Question

The president of Ravens, Inc., attended a seminar about the contribution margin model and returned to...

The president of Ravens, Inc., attended a seminar about the contribution margin model and returned to her company full of enthusiasm about it. She requested that last year’s traditional model income statement be revised, and she received the following report:

Division
Total Company A B C
Sales $ 448,000 $ 176,000 $ 116,000 $ 156,000
Variable expenses 258,000 110,000 64,000 84,000
Contribution margin $ 190,000 $ 66,000 $ 52,000 $ 72,000
Fixed expenses 148,000 48,000 56,000 44,000
Net income (loss) $ 42,000 $ 18,000 $ (4,000 ) $ 28,000

The president was told that the fixed expenses of $148,000 included $85,500 that had been split evenly between divisions because they were general corporate expenses. After looking at the statement, the president exclaimed, "I knew it! Division B is a drag on the whole company. Close it down!"

Required:

a. Evaluate the president's remark.

The president's remark ignores the misleading result of arbitrarily allocated fixed expenses.
The president's remark ignores the misleading result of arbitrarily allocated variable expenses.

b. Calculate what the company's net income would be if Division B were closed down.

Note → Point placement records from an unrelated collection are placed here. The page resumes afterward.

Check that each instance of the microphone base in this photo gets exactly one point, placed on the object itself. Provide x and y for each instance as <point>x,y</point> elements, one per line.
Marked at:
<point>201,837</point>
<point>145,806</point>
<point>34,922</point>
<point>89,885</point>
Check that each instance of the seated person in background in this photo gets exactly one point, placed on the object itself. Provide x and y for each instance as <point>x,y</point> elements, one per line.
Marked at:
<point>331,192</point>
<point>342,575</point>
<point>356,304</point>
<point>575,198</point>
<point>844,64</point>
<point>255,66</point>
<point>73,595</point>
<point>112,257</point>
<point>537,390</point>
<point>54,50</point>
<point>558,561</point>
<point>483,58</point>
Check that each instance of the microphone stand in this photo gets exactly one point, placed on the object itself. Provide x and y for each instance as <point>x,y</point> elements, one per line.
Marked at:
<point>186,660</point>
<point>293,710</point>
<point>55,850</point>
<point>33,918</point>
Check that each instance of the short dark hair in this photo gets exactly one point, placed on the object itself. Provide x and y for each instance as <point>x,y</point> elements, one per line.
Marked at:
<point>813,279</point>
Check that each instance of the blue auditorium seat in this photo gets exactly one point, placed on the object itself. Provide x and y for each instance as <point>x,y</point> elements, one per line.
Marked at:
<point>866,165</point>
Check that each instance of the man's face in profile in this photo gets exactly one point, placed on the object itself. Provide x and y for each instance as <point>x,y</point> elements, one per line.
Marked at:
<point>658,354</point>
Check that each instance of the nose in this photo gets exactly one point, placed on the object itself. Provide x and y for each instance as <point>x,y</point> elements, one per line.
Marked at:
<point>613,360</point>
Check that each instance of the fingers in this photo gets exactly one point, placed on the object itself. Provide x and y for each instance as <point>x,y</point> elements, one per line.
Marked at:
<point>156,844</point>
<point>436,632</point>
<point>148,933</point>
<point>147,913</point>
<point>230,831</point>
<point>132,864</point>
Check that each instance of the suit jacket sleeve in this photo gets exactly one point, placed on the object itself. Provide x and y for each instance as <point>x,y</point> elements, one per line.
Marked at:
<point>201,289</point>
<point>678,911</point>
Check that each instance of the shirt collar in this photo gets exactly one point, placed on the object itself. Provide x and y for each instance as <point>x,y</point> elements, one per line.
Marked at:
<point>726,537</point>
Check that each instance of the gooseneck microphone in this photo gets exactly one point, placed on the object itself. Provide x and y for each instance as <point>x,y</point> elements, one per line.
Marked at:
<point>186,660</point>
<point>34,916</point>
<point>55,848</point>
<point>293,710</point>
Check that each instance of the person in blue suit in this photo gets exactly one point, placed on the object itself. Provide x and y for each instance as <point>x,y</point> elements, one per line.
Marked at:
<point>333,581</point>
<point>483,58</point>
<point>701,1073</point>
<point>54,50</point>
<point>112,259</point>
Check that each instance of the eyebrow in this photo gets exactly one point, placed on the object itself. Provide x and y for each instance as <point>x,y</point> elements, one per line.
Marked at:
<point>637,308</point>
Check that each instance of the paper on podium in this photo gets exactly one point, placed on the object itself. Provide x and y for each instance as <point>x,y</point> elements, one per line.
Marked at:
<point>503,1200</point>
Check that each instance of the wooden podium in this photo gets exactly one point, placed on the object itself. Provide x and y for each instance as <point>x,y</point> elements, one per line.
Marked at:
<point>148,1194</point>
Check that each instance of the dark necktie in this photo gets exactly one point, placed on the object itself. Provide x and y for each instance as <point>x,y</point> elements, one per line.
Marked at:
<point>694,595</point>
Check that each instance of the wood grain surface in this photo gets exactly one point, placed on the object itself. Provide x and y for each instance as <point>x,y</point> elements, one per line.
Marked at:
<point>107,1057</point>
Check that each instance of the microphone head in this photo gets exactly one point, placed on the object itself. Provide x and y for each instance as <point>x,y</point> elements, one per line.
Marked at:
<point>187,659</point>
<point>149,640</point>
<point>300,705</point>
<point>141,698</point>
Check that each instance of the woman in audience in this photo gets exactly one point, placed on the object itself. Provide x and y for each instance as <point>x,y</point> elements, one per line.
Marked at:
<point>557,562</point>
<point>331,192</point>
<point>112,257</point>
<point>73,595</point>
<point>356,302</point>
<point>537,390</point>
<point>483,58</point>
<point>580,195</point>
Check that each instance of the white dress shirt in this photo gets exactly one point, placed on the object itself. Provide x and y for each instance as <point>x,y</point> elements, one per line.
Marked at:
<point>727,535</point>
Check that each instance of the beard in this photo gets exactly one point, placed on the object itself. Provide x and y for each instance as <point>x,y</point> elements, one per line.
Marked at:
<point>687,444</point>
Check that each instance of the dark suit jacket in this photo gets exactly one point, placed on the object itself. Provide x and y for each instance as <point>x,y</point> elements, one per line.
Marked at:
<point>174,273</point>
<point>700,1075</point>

c. What is the policy statement related to the allocation of fixed expenses.

Never arbitrarily allocate fixed expenses.
Never arbitrarily allocate variable expenses.

Homework Answers

Answer #1

a. The president's remark ignores the misleading result of arbitrarily allocated fixed expenses.

b.

Division
Total Company A C
Sales 332000 176000 156000
Variable expenses 194000 110000 84000
Contribution margin 138000 66000 72000
Fixed expenses 148000
Net income (loss) -10000

If Division B were closed down, the contribution margin earned by Division B would be lost due to which the total net income of the company would be reduced to that extent.

c.  Never arbitrarily allocate fixed expenses.